Рассказы о пережитом (Жотев) - страница 37

Он уже прошел половину пути до конца коридора. Там железная дверь остановит провожающих и пропустит только Зубка. Но надзиратели не давали пройти и это расстояние. Их число увеличилось, а крики стали неистовыми. Они хлестали заключенных ремнями, били связками длинных тюремных ключей. Но все было напрасно — глаза не видели, уши не слышали, тела не чувствовали.
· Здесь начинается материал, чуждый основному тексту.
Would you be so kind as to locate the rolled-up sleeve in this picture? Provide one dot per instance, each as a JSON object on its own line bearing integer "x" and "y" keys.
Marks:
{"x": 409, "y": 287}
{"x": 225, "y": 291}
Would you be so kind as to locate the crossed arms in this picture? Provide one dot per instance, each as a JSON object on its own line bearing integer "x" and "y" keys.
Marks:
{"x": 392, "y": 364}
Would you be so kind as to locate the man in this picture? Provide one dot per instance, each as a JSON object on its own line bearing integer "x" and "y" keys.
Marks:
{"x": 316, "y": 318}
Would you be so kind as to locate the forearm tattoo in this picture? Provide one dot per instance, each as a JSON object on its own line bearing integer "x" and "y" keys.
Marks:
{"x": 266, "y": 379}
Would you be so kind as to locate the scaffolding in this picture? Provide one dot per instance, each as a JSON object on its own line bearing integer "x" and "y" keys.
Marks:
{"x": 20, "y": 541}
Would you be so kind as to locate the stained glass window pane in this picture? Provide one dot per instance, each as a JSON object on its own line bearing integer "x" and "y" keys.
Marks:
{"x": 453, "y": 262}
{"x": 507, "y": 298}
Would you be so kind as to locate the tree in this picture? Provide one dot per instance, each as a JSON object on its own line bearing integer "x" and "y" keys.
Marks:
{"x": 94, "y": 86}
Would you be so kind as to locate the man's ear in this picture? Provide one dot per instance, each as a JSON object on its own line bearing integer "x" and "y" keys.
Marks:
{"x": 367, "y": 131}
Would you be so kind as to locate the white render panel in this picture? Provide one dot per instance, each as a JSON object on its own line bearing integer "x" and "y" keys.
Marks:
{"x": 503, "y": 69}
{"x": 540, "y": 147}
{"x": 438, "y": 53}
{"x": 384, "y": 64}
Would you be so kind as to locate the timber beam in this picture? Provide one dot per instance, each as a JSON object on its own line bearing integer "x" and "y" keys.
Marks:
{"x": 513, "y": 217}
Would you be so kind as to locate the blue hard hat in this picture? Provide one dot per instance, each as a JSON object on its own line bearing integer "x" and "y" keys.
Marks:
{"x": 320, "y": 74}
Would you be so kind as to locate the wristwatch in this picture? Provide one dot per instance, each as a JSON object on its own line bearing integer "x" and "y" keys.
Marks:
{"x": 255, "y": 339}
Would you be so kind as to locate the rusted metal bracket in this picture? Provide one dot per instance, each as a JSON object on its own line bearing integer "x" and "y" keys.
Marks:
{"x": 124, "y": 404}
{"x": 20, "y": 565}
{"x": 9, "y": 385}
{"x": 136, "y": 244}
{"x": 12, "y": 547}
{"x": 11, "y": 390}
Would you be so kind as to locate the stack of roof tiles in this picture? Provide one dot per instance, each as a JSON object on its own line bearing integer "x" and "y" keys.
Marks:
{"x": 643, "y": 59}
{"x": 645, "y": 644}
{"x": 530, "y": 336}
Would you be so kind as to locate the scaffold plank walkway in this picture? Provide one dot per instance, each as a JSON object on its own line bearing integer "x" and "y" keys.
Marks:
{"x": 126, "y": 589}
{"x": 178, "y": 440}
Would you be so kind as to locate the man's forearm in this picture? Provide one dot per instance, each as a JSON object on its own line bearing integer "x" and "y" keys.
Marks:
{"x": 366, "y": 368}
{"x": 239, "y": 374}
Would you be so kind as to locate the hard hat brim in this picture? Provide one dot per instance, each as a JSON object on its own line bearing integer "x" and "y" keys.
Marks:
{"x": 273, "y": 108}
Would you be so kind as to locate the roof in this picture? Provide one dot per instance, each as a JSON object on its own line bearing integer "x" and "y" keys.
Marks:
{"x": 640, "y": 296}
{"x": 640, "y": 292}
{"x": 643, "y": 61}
Зубок хотел попрощаться с каждым, но ему не хватало рук. Он хотел поцеловать каждое лицо, но все оставался перед кем-то в долгу. Он пытался ответить на каждое слово, но его слова тонули в гуле голосов. Оглушенный спешкой и суматохой, криками надзирателей, он говорил Сашо: «Прощай, Петко!», Петру — «Отомсти за меня, Стоян!», Стояну — «Бейте фашистов, Златко!». Он словно не видел отдельных лиц, а лишь одно-единственное — лицо друга. Лицо его выражало муку и веру, безнадежность и твердость, сердечность и дерзкую решимость. Я старался запомнить увиденное, хотя даже если б я мог заглянуть ему в душу, и тогда бы, наверное, всего не понял.
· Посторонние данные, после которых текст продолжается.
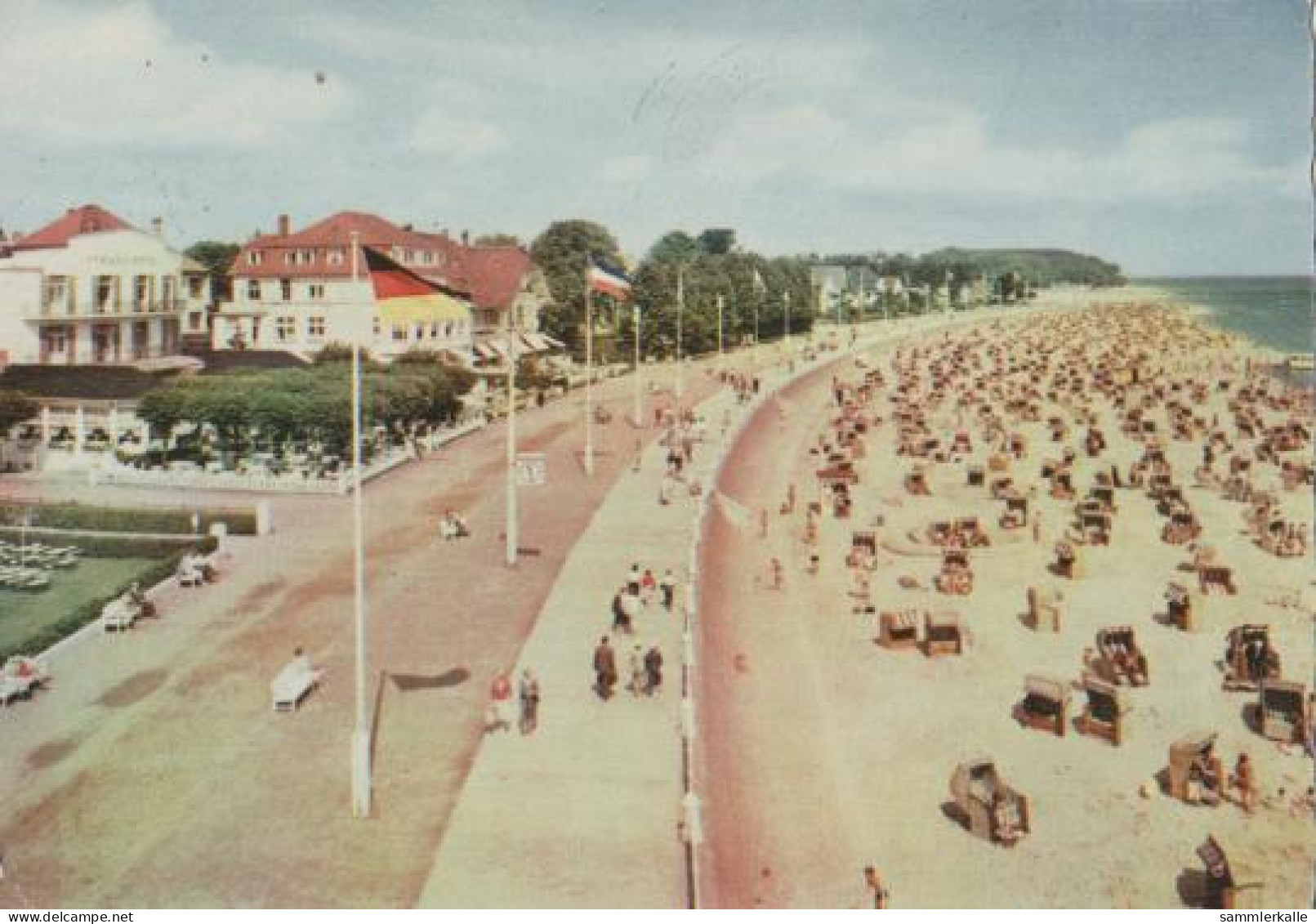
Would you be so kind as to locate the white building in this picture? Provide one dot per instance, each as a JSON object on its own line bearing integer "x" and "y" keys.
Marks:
{"x": 306, "y": 290}
{"x": 88, "y": 288}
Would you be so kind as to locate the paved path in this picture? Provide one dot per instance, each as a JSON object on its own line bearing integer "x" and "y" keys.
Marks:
{"x": 154, "y": 774}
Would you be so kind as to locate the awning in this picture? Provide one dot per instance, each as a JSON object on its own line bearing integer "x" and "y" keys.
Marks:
{"x": 432, "y": 307}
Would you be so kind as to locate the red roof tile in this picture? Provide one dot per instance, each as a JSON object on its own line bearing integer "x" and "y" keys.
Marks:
{"x": 491, "y": 275}
{"x": 497, "y": 274}
{"x": 83, "y": 220}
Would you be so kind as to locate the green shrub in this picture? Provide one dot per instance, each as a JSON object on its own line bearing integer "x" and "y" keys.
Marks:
{"x": 90, "y": 611}
{"x": 105, "y": 547}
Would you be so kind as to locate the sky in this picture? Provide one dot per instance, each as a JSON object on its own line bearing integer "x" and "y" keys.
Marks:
{"x": 1170, "y": 136}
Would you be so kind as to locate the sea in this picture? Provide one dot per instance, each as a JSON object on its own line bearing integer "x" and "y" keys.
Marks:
{"x": 1274, "y": 312}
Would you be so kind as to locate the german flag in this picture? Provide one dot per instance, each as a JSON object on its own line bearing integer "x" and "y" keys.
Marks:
{"x": 404, "y": 297}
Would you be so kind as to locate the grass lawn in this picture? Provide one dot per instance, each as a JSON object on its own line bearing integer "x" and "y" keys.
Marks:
{"x": 25, "y": 614}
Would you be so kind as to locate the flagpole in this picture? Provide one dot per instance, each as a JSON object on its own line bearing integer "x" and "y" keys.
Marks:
{"x": 635, "y": 319}
{"x": 786, "y": 297}
{"x": 361, "y": 736}
{"x": 680, "y": 308}
{"x": 511, "y": 441}
{"x": 588, "y": 383}
{"x": 720, "y": 329}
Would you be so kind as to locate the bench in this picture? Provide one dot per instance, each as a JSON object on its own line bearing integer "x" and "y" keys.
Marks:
{"x": 291, "y": 685}
{"x": 118, "y": 616}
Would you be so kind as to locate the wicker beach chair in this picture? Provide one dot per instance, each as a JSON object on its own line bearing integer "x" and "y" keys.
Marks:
{"x": 986, "y": 805}
{"x": 1045, "y": 704}
{"x": 1103, "y": 715}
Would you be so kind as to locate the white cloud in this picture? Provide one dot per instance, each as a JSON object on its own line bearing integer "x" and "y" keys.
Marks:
{"x": 439, "y": 132}
{"x": 628, "y": 169}
{"x": 949, "y": 153}
{"x": 118, "y": 77}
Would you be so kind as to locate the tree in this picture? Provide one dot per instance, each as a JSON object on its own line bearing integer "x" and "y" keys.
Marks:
{"x": 674, "y": 248}
{"x": 562, "y": 252}
{"x": 217, "y": 258}
{"x": 15, "y": 408}
{"x": 717, "y": 241}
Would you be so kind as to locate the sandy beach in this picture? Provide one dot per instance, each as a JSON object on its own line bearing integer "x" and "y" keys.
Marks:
{"x": 828, "y": 751}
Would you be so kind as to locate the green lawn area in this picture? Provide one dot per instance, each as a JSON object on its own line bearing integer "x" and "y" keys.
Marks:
{"x": 25, "y": 615}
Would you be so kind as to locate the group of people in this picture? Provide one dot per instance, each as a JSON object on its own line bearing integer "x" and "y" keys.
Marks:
{"x": 645, "y": 670}
{"x": 641, "y": 588}
{"x": 500, "y": 703}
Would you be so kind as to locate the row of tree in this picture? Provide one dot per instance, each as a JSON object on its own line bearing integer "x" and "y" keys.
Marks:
{"x": 301, "y": 407}
{"x": 678, "y": 284}
{"x": 1023, "y": 267}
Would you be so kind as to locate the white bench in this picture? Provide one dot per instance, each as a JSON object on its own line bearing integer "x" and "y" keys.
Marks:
{"x": 118, "y": 615}
{"x": 291, "y": 685}
{"x": 20, "y": 676}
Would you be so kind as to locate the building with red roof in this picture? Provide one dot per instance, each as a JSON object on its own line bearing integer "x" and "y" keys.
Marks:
{"x": 90, "y": 288}
{"x": 301, "y": 290}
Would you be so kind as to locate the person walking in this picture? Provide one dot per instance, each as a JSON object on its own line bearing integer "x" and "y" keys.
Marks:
{"x": 500, "y": 703}
{"x": 669, "y": 590}
{"x": 622, "y": 611}
{"x": 878, "y": 893}
{"x": 653, "y": 672}
{"x": 604, "y": 669}
{"x": 529, "y": 697}
{"x": 1245, "y": 781}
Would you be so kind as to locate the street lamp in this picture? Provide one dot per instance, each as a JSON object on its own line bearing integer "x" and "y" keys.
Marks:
{"x": 511, "y": 441}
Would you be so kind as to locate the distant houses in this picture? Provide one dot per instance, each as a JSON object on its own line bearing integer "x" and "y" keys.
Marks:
{"x": 301, "y": 291}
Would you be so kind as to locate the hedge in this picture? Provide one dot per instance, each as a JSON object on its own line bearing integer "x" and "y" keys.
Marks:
{"x": 128, "y": 519}
{"x": 112, "y": 547}
{"x": 90, "y": 611}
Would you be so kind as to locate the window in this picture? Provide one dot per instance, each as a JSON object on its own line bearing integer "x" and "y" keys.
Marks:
{"x": 141, "y": 291}
{"x": 107, "y": 294}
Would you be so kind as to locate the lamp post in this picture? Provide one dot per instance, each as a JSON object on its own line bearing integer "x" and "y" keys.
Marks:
{"x": 588, "y": 383}
{"x": 719, "y": 329}
{"x": 680, "y": 310}
{"x": 511, "y": 441}
{"x": 361, "y": 734}
{"x": 635, "y": 320}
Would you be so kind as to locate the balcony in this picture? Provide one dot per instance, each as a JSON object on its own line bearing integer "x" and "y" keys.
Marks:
{"x": 109, "y": 310}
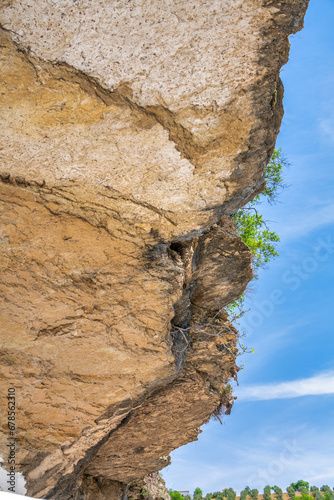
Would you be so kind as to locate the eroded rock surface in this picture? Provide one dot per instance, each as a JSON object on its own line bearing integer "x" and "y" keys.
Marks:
{"x": 129, "y": 131}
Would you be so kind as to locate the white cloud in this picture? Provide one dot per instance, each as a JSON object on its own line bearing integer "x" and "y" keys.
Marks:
{"x": 317, "y": 385}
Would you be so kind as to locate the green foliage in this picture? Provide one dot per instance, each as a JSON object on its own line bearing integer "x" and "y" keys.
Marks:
{"x": 329, "y": 494}
{"x": 316, "y": 493}
{"x": 219, "y": 495}
{"x": 198, "y": 494}
{"x": 291, "y": 492}
{"x": 243, "y": 495}
{"x": 254, "y": 493}
{"x": 253, "y": 231}
{"x": 146, "y": 494}
{"x": 175, "y": 495}
{"x": 231, "y": 494}
{"x": 279, "y": 493}
{"x": 249, "y": 223}
{"x": 267, "y": 492}
{"x": 306, "y": 496}
{"x": 300, "y": 484}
До конца коридора оставалось с десяток шагов. У меня болели пальцы от напряжения, но мне и в голову не приходило оторваться от перил. Вместо этого я по-прежнему повторял: «Зубок! Еще несколько шагов! Я вижу тебя в первый и последний раз, Зубок!». У дверей водоворот сгустился, сузился. Каждый старался обнять его, кто-то невольно сбил с него фуражку. Она съехала на макушку, потом соскользнула по спине и потонула в людском муравейнике. И тут до меня дошло то, что, в сущности, я видел все это время — Иван Христов шел на расстрел в новом костюме. Чьи-то заботливые руки так его отутюжили, что на нем не было ни морщинки. Воротник рубашки сверкал белизной. Я смотрел на него уже другими глазами, и в памяти всплыли забытые строки:

Постирай мне, Ружка, рубаху
Чтоб белела рано поутру,
Когда меня, молодца, повесят,
Чуб развеют по ветру!

Никогда раньше я не мог прочувствовать всю силу этой народной песни. Только теперь она всплыла откуда-то из глубин времени и отозвалась в душе.

Какой-то предмет выкатился из-под людских ног. Я присмотрелся — фуражка Зубка. Люди, толпившиеся вокруг него, не обращали на нее внимания, отпихивали ногами — сейчас никому не было до нее дела. Но он увидел ее, нагнулся, поднял и, насколько позволяла толкотня, отряхнул ее от пыли. Потом между объятиями и лихорадочными рукопожатиями ухитрился надеть ее.

Это прощание с осужденным на смерть коммунистом открыло в душе моей рану. Постепенно она затянулась, но шрам остался. Но эта деталь, эта незначительная деталь, которую, может, никто и не заметил, оставила неизгладимый след.